Dorset

Planned Jurassica dinosaur museum could bring in £20m

Jurassica design Image copyright Azureus Design
Image caption Preliminary designs have been drawn up for the subterranean geological park

A charity behind a planned underground dinosaur museum on the Jurassic Coast believes the attraction would bring £20m into the local economy every year.

The £80m attraction, called Jurassica, would be built in a 40m (132ft) deep limestone quarry in Portland, Dorset.

Science journalist Mike Hanlon, behind the idea, said: "Jurassica has the potential to create something of global significance."

If it goes ahead, an estimated 500,000-600,000 annual visitors are expected.

It could be completed by 2020, creating more than 150 full-time jobs.

Featuring a lid-like roof, Jurassica would span about 100m, about a third the size of the Millennium Dome.

Comparable with the Eden Project, it would house robot swimming plesiosaurs, fossils and interactive displays.

Mr Hanlon said: "Jurassica will put Dorset on the global map; a real focus that will drive tourism upwards and pour more than £20m into the county's businesses every year."

Dorset Chamber of Commerce said the travel infrastructure to the attraction would be fundamental to its success. The charity is currently carrying out a £30,000 traffic impact study.

Ian Girling, chief executive of Dorset Chamber of Commerce said: "There's no doubt its going to be a tremendous boost for Weymouth and Portland.

Image copyright Azureus Design
Image caption It will feature an aquarium with animatronic dinosaurs

"This is a really bold innovative project that could be fantastic for the whole of the county."

Bournemouth University is conducting an economic study to determine the attraction's connections with other sectors of the economy and its likely impact.

Prof John Fletcher, pro-vice chancellor for research and innovation at the university, said the attraction would make a "significant contribution" to the local economy.

He added it would "broaden the visitor season through its international and educational pull".

Sir David Attenborough is patron of the project and the Eden Project's Sir Tim Smit is its trustee.

The project was awarded £300,000 in July from the Local Enterprise Partnership for a feasibility study and a lottery funding application.

In November, the charity put in a first round funding bid for a £16m Heritage Lottery Fund Award. The outcome of the bid is expected in April.

The 153 km (95 mile) Jurassic Coast, which begins in East Devon and stretches to Old Harry Rocks near Swanage in Dorset, attracts about 12-15 million visitors a year.

The Jurassic Coast is considered the only single site in the world that displays evidence of millions of years of the earth's history, exposed in layers of rock in its cliffs.

It contains three periods: Triassic, Jurassic and Cretaceous.

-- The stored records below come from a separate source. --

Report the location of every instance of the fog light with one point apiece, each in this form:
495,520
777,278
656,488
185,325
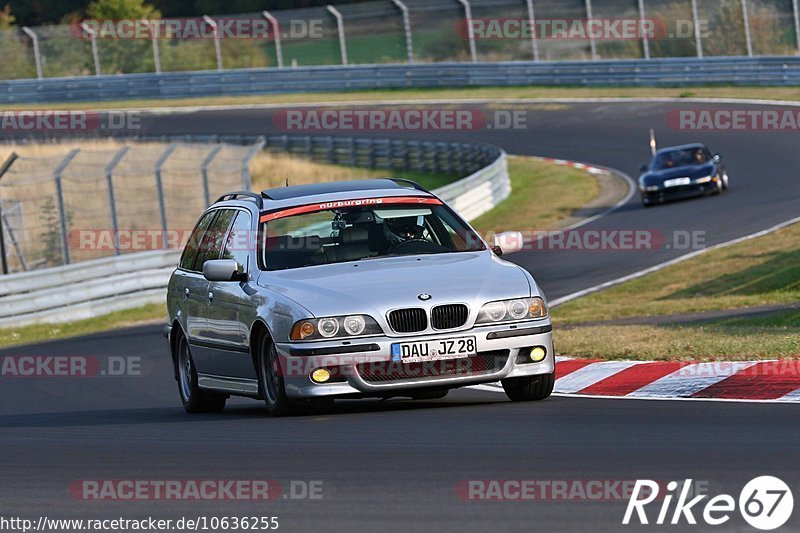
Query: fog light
538,354
320,375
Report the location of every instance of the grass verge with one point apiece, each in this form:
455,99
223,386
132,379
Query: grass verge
117,319
536,184
767,93
763,271
544,195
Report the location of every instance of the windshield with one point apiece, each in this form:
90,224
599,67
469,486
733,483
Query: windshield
357,233
681,158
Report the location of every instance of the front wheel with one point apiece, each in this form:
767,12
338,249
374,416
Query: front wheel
193,398
529,388
270,380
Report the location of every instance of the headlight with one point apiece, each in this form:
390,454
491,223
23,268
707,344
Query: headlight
509,310
334,327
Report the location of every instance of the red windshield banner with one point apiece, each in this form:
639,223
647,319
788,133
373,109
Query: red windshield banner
358,202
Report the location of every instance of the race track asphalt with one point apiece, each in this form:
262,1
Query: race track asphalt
395,465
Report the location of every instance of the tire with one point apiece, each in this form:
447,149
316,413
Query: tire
193,398
529,388
720,188
270,382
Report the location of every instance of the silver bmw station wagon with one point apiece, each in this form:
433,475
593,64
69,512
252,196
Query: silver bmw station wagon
372,288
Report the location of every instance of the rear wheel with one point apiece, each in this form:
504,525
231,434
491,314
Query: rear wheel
529,388
270,381
193,398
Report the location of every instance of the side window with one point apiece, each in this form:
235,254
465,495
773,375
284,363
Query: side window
211,244
190,252
240,241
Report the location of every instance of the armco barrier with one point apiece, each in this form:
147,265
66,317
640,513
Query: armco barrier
93,288
661,72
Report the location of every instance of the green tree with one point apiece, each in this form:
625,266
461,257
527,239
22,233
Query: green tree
17,61
7,20
123,55
121,9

Visitor numbers to top paid-for England attractions in 2013

  • Stonehenge, Wiltshire - 1,241,296
  • Canterbury Cathedral, Kent - 1,001,266
  • Roman Baths, Bath - 996,143
  • RHS Garden Wisley, Surrey - 964,078
  • Eden Project, Cornwall - 858,897
  • Portsmouth Historic Dockyard, Hampshire - 674,434

Source: Visit England

This article was amended on 29 September 2015 after a clerical error by the Jurassic team led to incorrect projected visitor numbers being stated in a report by Weymouth and Portland Borough Council.